Jackie Brown is still alive. He had an appointment with death on Friday that we just didn't make. It is clear he is not ready to go anywhere despite the doomsday message from our neighbor about his suffering. Sorry, this dog still gets excited about the prospect of a pizza crust, he is not suffering. I put a sock over his bandaged paw because his daily activity started to focus around chewing it off and dragging it around the house, (did I mention this is all disgusting? I'm not sure how I am stomaching it.) I will spare a description of his paw; think about it for a second, that's what it looks like, enough said.
Now, he looks a bit like Barbaro, post-op. By days end though, my handy taping job inevitably comes loose. The white gym sock with blue painter's tape just flops this way and that as he pads around the dinning table then, he trips on it which makes me feel bad because well, like he needs one more thing to deal with. He doesn't complain. I take him outside in the evening and like a horse in the paddock, he just hoofs around the front lawn, former-Kentucky Derby-champion-like then settles down in the soft grass. He and I spend a few minutes just sitting together taking in the summer night air. As I pat his soft brown head I tell him everything I want him to know about how we love him, how loyal he has been since his days as a pup, and we have a few laughs recounting some of the zany misadventures we've had together....Ah fuck it, I don't really do that...perhaps in my mind I do just a little.
The truth is, John Grogan wrote the story of our lives...well at least the part about the dog...and the three kids...and how life has a way of becoming something you could never have guessed.
I'm sure somewhere inside my eternally insecure and unstable soul, I am grateful for it all. But despite the grounding that being married with a family provides, I still feel like that balloon, floating down the hallway half full, the morning after a grown up paid a dollar for it at the Chatham Band concert. Whenever a door opens or closes, or someone walks past it, the balloon swishes and bobs along with the moving air, without direction, without the strength of helium to draw it up to the sky.

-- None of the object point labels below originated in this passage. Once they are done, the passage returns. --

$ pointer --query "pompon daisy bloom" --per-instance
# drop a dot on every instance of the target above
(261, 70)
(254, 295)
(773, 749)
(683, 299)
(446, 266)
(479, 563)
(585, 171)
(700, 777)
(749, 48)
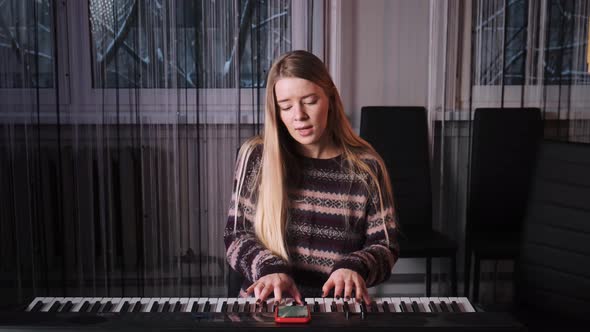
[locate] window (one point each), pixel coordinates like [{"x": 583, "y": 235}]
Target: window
[
  {"x": 187, "y": 43},
  {"x": 26, "y": 47},
  {"x": 557, "y": 33}
]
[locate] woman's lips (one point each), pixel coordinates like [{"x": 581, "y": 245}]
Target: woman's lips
[{"x": 305, "y": 131}]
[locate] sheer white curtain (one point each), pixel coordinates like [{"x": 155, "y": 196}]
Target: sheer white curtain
[
  {"x": 501, "y": 53},
  {"x": 119, "y": 129}
]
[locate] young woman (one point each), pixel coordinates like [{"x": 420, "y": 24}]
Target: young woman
[{"x": 312, "y": 207}]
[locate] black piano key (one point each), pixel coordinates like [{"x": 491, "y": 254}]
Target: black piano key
[
  {"x": 107, "y": 307},
  {"x": 363, "y": 310},
  {"x": 416, "y": 306},
  {"x": 37, "y": 306},
  {"x": 67, "y": 307},
  {"x": 55, "y": 306},
  {"x": 432, "y": 306},
  {"x": 125, "y": 306},
  {"x": 95, "y": 307},
  {"x": 316, "y": 307},
  {"x": 157, "y": 305},
  {"x": 363, "y": 307},
  {"x": 373, "y": 306},
  {"x": 84, "y": 307},
  {"x": 402, "y": 306},
  {"x": 346, "y": 309}
]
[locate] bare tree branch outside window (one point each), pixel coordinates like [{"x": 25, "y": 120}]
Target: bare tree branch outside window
[{"x": 186, "y": 43}]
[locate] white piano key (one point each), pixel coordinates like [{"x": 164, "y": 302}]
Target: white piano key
[
  {"x": 466, "y": 304},
  {"x": 219, "y": 304},
  {"x": 418, "y": 302},
  {"x": 150, "y": 306},
  {"x": 446, "y": 301},
  {"x": 310, "y": 301},
  {"x": 122, "y": 302},
  {"x": 353, "y": 306},
  {"x": 183, "y": 304},
  {"x": 339, "y": 304},
  {"x": 190, "y": 302},
  {"x": 161, "y": 304},
  {"x": 425, "y": 301},
  {"x": 103, "y": 302},
  {"x": 321, "y": 303},
  {"x": 173, "y": 301},
  {"x": 115, "y": 301},
  {"x": 459, "y": 304},
  {"x": 203, "y": 301},
  {"x": 230, "y": 303},
  {"x": 380, "y": 303},
  {"x": 49, "y": 303}
]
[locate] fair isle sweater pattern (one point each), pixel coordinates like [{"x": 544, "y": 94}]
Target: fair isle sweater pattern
[{"x": 333, "y": 222}]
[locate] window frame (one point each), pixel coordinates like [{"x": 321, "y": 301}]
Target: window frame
[
  {"x": 85, "y": 104},
  {"x": 16, "y": 97},
  {"x": 490, "y": 95}
]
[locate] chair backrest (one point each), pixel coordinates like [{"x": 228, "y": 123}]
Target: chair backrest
[
  {"x": 553, "y": 271},
  {"x": 400, "y": 136},
  {"x": 504, "y": 144}
]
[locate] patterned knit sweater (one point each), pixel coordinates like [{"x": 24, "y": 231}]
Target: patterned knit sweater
[{"x": 322, "y": 202}]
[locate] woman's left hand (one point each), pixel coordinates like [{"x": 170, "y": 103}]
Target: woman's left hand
[{"x": 347, "y": 280}]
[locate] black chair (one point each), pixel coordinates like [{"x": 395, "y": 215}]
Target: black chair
[
  {"x": 552, "y": 284},
  {"x": 400, "y": 136},
  {"x": 504, "y": 143}
]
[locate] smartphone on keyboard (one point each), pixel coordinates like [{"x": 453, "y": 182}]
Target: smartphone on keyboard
[{"x": 292, "y": 314}]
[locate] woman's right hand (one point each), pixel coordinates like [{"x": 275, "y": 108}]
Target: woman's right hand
[{"x": 276, "y": 283}]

I am never not fascinated (one could say I am always fascinated), by people who have the ability to live their lives well. Who are not preoccupied with self loathing and shame, and move about the world with a natural inclination towards deservedness. Some of this I have overcome, but not without a fair amount of work, (some would say with a fair amount of work). I admire those who have built a life for themselves, however seemingly simple to them. It is an achievement to have a family, to be obligated to the lives of others and through that obligation, support them with love.
Okay, time to end the emotional ramble. Point is, the dog is fine even if just for right now. Yes, his condition has made me a bit reflective on the journey we've been on together since he entered into our lives 12 years ago. Yes Joseph and I went through our ups and downs before we even realized we wanted to marry. But we married, and JB was there, with a not-too-silly silk bow tie, he was there on our big day. He was there each day our three children arrived home from the hospital by the river. He was there for every celebration, for every row, every night I spent alone and needed a watch dog, he did his best 10 foot dog impression. He ran away, jumping into neighbor's pools, he ate everything off the counter he could reach from hot steak fresh off the grill to two dozen chocolate cupcakes....then he puked up everything from his stomach and then some. He drove us fucking crazy every one of those 12 and a half years. But...but......a fuck it, I am either just too tired, or just too damn incapable of any worthy bit of wisdom at this point. Besides, Grogan already said it in a whole damn book. Which they made into a movie with some big time actors. You can see it on cable.